Michael Daugherty hit the jackpot at this year's Grammy nominations. A recording by the Nashville Symphony of two of his pieces, Metropolis Symphony and Deus Ex Machina, is up for five awards. That's particularly impressive given that Metropolis Symphony was written in the late 1980s.
Daugherty says that when he wrote the piece, most composers were writing abstract music. "Sometimes when you compose a piece, it can be a little bit ahead of its time. And that could be the case [with this symphony]," Daugherty says. "I thought it would be a good opportunity for me to go back to the days when I read the comics."
Though Metropolis Symphony is inspired by Superman, it doesn't focus exclusively on the man himself. "It's about the people around him, the environment around him," the composer says. "Only at the end, the 'Red Cape Tango' — the death of the Man of Steel — do we look directly at him."
The fourth movement, "O, Lois!" is a reference to Lois Lane, Superman's love interest and fellow reporter. It's the fastest of the movements — in fact, the tempo marking at the beginning reads, "faster than a speeding bullet." It's also perhaps the most overtly cartoonlike music in the composition. Daugherty says he drew inspiration from pop art and television shows such as Batman.
"There would be a crash, bang, boom — and there would be a cartoon spelling of that word," Daugherty says. "I do that in the percussion."
More Powerful Than A Locomotive
The second half of the record features a more recent Daugherty composition, finished in 2007, titled Deus Ex Machina (Latin for "god out of the machine"). It's essentially a piano concerto that Daugherty says was heavily influenced by trains.

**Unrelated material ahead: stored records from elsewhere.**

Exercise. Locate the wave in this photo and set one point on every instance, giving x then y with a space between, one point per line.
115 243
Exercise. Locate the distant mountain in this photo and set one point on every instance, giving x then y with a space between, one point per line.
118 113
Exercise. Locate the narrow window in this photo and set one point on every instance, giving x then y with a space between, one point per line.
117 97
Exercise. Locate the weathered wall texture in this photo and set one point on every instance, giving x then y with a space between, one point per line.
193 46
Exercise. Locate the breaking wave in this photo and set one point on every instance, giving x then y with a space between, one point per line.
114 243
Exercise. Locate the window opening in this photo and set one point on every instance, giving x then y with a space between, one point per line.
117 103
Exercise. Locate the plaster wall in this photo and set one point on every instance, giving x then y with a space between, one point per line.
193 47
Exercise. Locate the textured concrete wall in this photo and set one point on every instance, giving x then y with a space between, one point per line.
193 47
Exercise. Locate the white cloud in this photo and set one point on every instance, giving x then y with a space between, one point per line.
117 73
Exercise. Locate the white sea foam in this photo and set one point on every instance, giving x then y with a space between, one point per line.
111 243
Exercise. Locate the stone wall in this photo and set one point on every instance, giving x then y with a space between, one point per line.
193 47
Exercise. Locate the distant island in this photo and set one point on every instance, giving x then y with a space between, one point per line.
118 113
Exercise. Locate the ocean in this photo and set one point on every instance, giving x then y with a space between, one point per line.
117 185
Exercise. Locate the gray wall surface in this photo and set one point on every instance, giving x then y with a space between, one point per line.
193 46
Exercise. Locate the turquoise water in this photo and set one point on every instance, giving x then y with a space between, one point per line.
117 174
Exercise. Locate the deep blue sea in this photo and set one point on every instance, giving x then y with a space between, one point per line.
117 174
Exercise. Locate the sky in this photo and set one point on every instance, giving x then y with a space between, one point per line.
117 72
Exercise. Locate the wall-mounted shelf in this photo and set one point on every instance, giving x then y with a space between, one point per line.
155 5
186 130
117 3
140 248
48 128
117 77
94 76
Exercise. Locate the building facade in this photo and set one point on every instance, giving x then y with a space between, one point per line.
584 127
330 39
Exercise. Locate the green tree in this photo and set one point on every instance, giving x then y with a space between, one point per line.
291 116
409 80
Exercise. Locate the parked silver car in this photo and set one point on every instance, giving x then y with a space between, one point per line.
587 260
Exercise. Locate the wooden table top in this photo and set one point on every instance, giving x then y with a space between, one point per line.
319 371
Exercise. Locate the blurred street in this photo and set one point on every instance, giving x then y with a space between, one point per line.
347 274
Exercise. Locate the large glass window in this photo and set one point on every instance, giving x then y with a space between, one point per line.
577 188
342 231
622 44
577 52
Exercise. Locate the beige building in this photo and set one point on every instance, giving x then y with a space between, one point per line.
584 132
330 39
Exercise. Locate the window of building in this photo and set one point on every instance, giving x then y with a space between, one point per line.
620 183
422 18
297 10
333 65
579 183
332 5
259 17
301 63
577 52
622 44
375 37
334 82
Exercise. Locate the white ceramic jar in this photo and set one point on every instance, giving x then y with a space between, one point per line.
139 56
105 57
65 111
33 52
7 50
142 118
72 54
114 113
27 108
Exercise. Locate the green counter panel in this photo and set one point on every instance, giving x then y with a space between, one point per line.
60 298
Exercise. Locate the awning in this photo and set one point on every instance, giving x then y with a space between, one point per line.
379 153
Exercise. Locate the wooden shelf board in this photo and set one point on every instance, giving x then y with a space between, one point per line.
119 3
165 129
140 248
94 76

"I've always been fascinated by trains," he says. "Where I lived in Cedar Rapids, Iowa, on the second floor in my bedroom, the window would be open at nighttime, and I would always hear the trains coming through, with the train whistle. I thought this was a great opportunity to write a piece about that."
The second movement is about a specific train: the seven-car train that transported Abraham Lincoln's body. It started its journey in Washington, D.C., then passed through various cities across the U.S. on its way to its destination in Illinois. Along the way, hundreds of thousands of people viewed the slain president.
"This was really the first president's funeral that traveled," Daugherty says. "Lincoln was the person who allocated federal funds to build the train system in America. So it was his vision as president to provide the funding for a national train system."
The first minute of the movement begins softly in the piano and builds up slowly with horns and chimes.
"At the beginning of the piece, the piano's playing very slowly, because the train is moving slowly," Daugherty says. "And then finally we hear taps come in."
Daugherty conducts extensive research for every work he composes. To get a sense of what people might have felt like when they witnessed the funeral train passing through, he visited Gettysburg, Pa., where Lincoln gave his historic address.
"I walked around Gettysburg for a day," Daugherty says. "And by being in that environment, I came up with the idea for this movement."
And the idea for the Metropolis Symphony?
"Walking around New York City will always inspire anyone to write something," he says.